Tolstoï réfléchit à l’époque à la place de l’art, à son rôle dans la société, et il se présente comme un partisan de l’art pur (" La beauté est dans l’autre monde ") position fort éloignée de celle de l’intelligentsia progressiste voulant mettre l’art au service d’une cause.

Comme d’autres écrivains ( Pouchkine, Gogol ), il ne se sent pas à l’aise en Russie et ne se sent pas en accord avec le monde littéraire de son pays.

Il dénonce le néant d’une certaine vie menée par ses semblables qui préfèrent la tranquillité d’une vie médiocre à la sublimité que l’art leur dévoile et il conteste violemment les institutions, comme l’Eglise, qui génèrent cette médiocrité existentielle ( ce qui lui vaudra d’être excommunié ).

Le 15 septembre 1857, alors qu’il termine l’écriture de sa nouvelle, Tolstoï note dans son journal : " J’ai écrit quatre excellentes feuilles ardentes " 

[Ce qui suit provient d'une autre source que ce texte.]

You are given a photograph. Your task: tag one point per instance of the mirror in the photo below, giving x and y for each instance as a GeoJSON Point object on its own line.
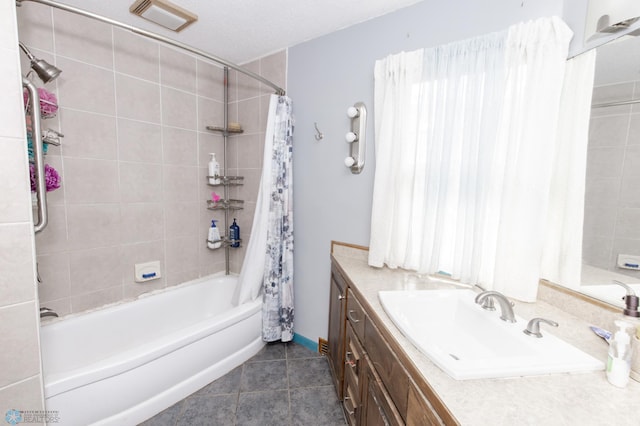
{"type": "Point", "coordinates": [611, 240]}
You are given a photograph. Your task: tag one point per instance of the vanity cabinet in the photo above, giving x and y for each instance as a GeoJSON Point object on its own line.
{"type": "Point", "coordinates": [375, 381]}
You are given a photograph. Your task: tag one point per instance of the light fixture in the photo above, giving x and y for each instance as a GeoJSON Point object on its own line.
{"type": "Point", "coordinates": [163, 12]}
{"type": "Point", "coordinates": [44, 69]}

. Ces pages, qui décrivent un étonnant rêve, chargé de sensualité, que fait l’un des auditeurs du violoniste Albert, ne furent pas néanmoins incluses dans la version définitive. La strophe finale est particulièrement émouvante :

" Voilà ce que les sonorités de la musique firent se remémorer à l’homme étendu sur le canapé, et il en pleurait. Il pleurait non parce qu’ était passé un temps qu’il aurait pu mieux employer : si on le lui avait redonné, il ne l’aurait pas mieux employé. Mais il pleurait car ce temps était passé, il était passé et jamais il ne reviendrait.

Le souvenir de cette soirée traversait son esprit dans les moindres détails, peut-être parce que les sons qu’Albert tirait de son violon ressemblaient à ceux du violon du Juif qui avait joué à cette soirée de noces, peut-être aussi parce que cette époque avait été une époque de beauté et de force, et parce que les sons d’Albert n’étaient que beauté et force.

Ensuite, le violon d’Albert ne cessa de dire une seule et même chose. Il disait : il est passé ce temps, il est passé et jamais il ne reviendra ; pleure, pleure pour lui, pleure toutes tes larmes que tu verses sur cette époque, cela est tout de même le plus beau des bonheurs qui te restent sur cette terre. Et il pleurait de plaisir ".

Cette belle page évoque la recherche du temps perdu que Proust sut si bien retrouver ! D.G.